Un film de  Ben Young  avec Emma Booth, Ashleigh Cummings, Stephen Curry et Susie Porter. Sortie le 12 juillet 2017. Festival de Venise 2016 : Prix Fedeora de la meilleure actrice pour Ashleigh Cummings Festival de Bruxelles 2016 : meilleur réalisateur, meilleure actrice pour Emma Booth.

 

L’histoire

Australie, été 1987. Un soir, alors que la jeune Vicki Maloney se rend à une soirée, elle est abordée dans la rue par Evelyn et John White, deux trentenaires qui l’invitent chez eux. Sur place, elle comprend qu’elle est tombée dans un piège. Séquestrée, sa seule chance de survie sera d’exploiter les failles du couple…

L’avis

Des couples assassins qui trouvent le bonheur dans le crime, dans la vie, dans la littérature, au cinéma, il y en a eu de nombreux et de célèbres. Les fameux Brady et Myra Hindley, les meurtriers de la lande en Angleterre par exemple, et beaucoup d’autres aux Etats-Unis.  En littérature « Les Amants Diaboliques » de Barbey d’Aurevilly, « Thérèse Raquin » d’Emile Zola, « Le Facteur Sonne toujours Deux Fois » de James M. Cain, sont des romans qui ont été adaptés superbement au cinéma et à la télévision.

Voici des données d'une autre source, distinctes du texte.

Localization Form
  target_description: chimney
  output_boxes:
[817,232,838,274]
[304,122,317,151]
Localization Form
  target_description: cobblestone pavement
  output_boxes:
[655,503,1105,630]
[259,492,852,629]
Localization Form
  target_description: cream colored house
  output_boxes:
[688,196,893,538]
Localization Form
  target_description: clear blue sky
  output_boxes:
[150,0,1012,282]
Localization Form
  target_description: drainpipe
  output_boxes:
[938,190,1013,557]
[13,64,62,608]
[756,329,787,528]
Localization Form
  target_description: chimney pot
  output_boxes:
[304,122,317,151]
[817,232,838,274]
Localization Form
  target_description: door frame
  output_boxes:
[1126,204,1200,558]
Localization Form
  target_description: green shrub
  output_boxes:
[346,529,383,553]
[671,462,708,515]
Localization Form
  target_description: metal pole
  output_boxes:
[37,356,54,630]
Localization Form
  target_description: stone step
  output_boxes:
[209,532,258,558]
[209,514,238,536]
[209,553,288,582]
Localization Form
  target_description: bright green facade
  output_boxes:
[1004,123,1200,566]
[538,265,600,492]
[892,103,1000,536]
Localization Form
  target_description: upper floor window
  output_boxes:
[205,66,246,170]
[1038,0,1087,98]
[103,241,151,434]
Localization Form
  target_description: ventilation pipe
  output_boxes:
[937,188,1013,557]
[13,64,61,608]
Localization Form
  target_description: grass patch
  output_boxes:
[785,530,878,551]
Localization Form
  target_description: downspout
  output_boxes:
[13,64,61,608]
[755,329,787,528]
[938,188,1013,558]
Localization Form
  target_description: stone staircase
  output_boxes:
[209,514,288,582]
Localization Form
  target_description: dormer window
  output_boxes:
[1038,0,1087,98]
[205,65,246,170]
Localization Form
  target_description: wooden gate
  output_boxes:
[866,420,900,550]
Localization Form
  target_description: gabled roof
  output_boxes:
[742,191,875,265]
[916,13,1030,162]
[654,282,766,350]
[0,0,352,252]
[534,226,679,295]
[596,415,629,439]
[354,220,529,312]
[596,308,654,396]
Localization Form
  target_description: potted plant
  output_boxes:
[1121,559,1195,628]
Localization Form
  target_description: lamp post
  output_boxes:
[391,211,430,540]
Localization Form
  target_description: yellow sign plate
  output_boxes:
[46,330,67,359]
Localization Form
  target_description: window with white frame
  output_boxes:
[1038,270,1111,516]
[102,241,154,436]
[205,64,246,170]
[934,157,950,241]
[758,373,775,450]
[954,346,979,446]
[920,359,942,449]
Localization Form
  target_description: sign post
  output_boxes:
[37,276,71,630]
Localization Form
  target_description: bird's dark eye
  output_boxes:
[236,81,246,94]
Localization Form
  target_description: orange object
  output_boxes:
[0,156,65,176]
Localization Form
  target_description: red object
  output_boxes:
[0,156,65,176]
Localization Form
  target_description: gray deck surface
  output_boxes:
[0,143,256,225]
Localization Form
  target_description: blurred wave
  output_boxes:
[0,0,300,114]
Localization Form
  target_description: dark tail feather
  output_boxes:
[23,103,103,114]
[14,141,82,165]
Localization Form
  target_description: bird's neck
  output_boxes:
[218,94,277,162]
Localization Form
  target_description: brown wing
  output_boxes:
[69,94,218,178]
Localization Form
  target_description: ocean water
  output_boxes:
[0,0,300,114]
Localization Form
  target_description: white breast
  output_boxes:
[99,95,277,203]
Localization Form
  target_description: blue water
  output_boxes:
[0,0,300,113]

Le couple Martha Beck  – Raymond Fernandez, dans les années 40, qui a tué une vingtaine de femmes, a inspiré des films tels que le petit chef-d’œuvre « The Honeymoon Killers » de Leonard Kastle, « Lonely Hearts » d’Andrew Lane ou dernièrement « Alleluia » de Fabrice du Weltz. 

Ben Young  lui s’est inspiré de lectures sur la criminalité des femmes et les tueuses en série. Fasciné par la psychologie dans les relations de co-dépendance, il a écrit ce film effrayant où les crimes les plus odieux sont commis au nom de l’amour. Il offre avec ce premier long-métrage un thriller psychologique mis en scène avec maestria. Par sa manière de filmer (avec de longues focales) on a l’impression d’être au cœur même du drame et augmente de cette manière la tension insoutenable de l’horreur « banale » qui se développe entre le couple monstrueux et la jeune séquestrée : leur nouvelle victime.

Il a choisi une ville bien connue d’Australie, Perth, où il a grandi dans les années 80. La-bas, faire du stop n’était pas dangereux. En quelques plans, il fait sentir la chaleur, l’ambiance de cette ville pavillonnaire, qui aujourd’hui, a perdu son innocence.

Le huit-clos  – entre le couple et la jeune fille – est lui aussi brûlant, étouffant et dans lequel perversité, domination, sexualité et sensibilité s’entremêlent. Des thèmes qui pourraient paraître paradoxal dans ce scénario intelligent, brillant et investis par trois acteurs complètement dans leur rôle. Emma Booth, la femme soumise, Stephen Curry, le pervers narcissique, sont des acteurs extrêmement connus en Australie et dans des domaines totalement différents. Ils ont pris des risques en jouant ce genre de rôle en cassant leur image, comme l’avait osé le faire à l’époque Charlize Theron dans « Monster » (film réalisé par Patty Jenkins – réalisatrice du féministe « Wonderwoman »-, l’histoire d’une tueuse en série américaine, Aileen Carol Wuornos .

« Love Hunters » n’est pas un film d’horreur où l’hémoglobine coule à flot, mais un film psychologiquement angoissant, terrifiant, d’une violence inouïe (il est interdit au moins de 16 ans). Le réalisateur est fasciné par ce genre d’histoire qui en Australie, vaste contrée, faire disparaître un corps y est très facile (Il y a dans ce pays de nombreuses disparitions non élucidées et des cas de tueurs en série assez nombreux). Le cinéma australien est un cinéma violent (« Mad Max », « Animal Kingdom »,  « The Rover », « The Proposition », « Blood and Guts », « Outback » …),  « Love Hunters » est dans cette lignée. La tension monte lentement, très lentement, Ben Young sait la distiller pour notre plus grande peur et aussi pour notre plus grand bonheur de pervers, nous spectateur confortablement assis dans notre fauteuil à ne pas savoir comment tout cela va finir. Une délectation de plus, une question de plus, à se demander si le bonheur est dans le crime qu’ont l’air d’apprécier …ou pas Evelyn et John! Bon voyage dans le domaine de la terreur.

Pour info, la bande son en total décalage est surprenante et efficace, on entend « My Lady D’Arbanville » par Cat Stevens, « Nights in white satin » par les Moody Blues, « Carol of the bells » par Libera, « Atmosphere » par Joy Division, « Shivers » par The Boy Next Door. On est loin de la musique de film de genre.